Dangerous Mercury Thermometer Factory and Waste Dump in India Has Links to Major U.S. Company

July 6, 2010

Community groups and Greenpeace activists cordoned off a dumpsite containing several tons of broken mercury thermometers in a heavily populated town in India. Although the toxic waste comes from the nearby Hindustan Lever thermometer factory in the hill resort of Kodaikanal, Tamil Nadu, India, it has major ties to U.S. companies, including Cheseborough Ponds, Baxter, Medline and Bethlehem Apparatus.

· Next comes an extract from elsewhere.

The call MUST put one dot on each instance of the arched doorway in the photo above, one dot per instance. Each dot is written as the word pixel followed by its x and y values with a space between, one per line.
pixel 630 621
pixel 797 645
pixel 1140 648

The mercury used in the factory is imported, from U.S. companies
such as Bethlehem Apparatus and the entire thermometer production
is reportedly exported to the U.S., for sale at home and abroad in
Germany, UK, Spain, Australia and Canada. In addition, Cheseborough
Ponds relocated its factory in the United States to India in 1977
and became Ponds India Ltd.

Greenpeace and Palni Hills Conservation Council (PHCC) also
discovered mercury contaminated wastes from Hindustan Lever, a
subsidiary of Unilever, dumped behind the factory wall onto the
slopes leading to the Pambar Shola (forest). The Pambar Shola is
one of the last remaining pockets of bio-diversity in this region.
Tropical plant species, endemic to the area are threatened by the
toxic pollution from Hindustan Unilever.

At the factory, the highly hazardous mercury-bearing wastes are
stored haphazardly in open and torn sacks, with the contents
spilled onto the workspace, frequented by barefooted, unprotected
workers. Reports gathered from several workers indicate serious
health effects including a variety of neural disorders, tremors,
infertility and loss of appetite.

According to the waste merchant at the dumpsite, children with
bare feet and hands recovered half a liter of mercury, while a
local merchant purchased broken thermometers containing hazardous
waste for under five cents per kilo. Many of the broken
thermometers were stamped with Baxter or Medline, two U.S. medical
product suppliers.

Mercury in highly poisonous and exposure to even a small amount
through air, water or skin exerts severe effects on the central
nervous system and kidneys.

“All that talk about industry having learned a lesson from
Bhopal is nonsense,” said Navroz Mody, Greenpeace’s Toxics
Campaigner, “Hindustan Lever and U.S. companies like Cheseborough
Ponds, Baxter, Medline and Bethlehem Apparatus should be held
criminally and financially liable. Hindustan Lever must end the use
of mercury in the factory, clean up the dump-site and compensate
the workforce in the plant for occupational health effects from
mercury.”


Update! March 9, 2001: While the company claims to not
know about the mercury disposal problem, they shut down the factory
until the situation can be investigated and resolved.
Congratulations to Greenpeace in India, our allies in India
including the 400 people who marched from the dump to the factory
to protest the dangerous situation there.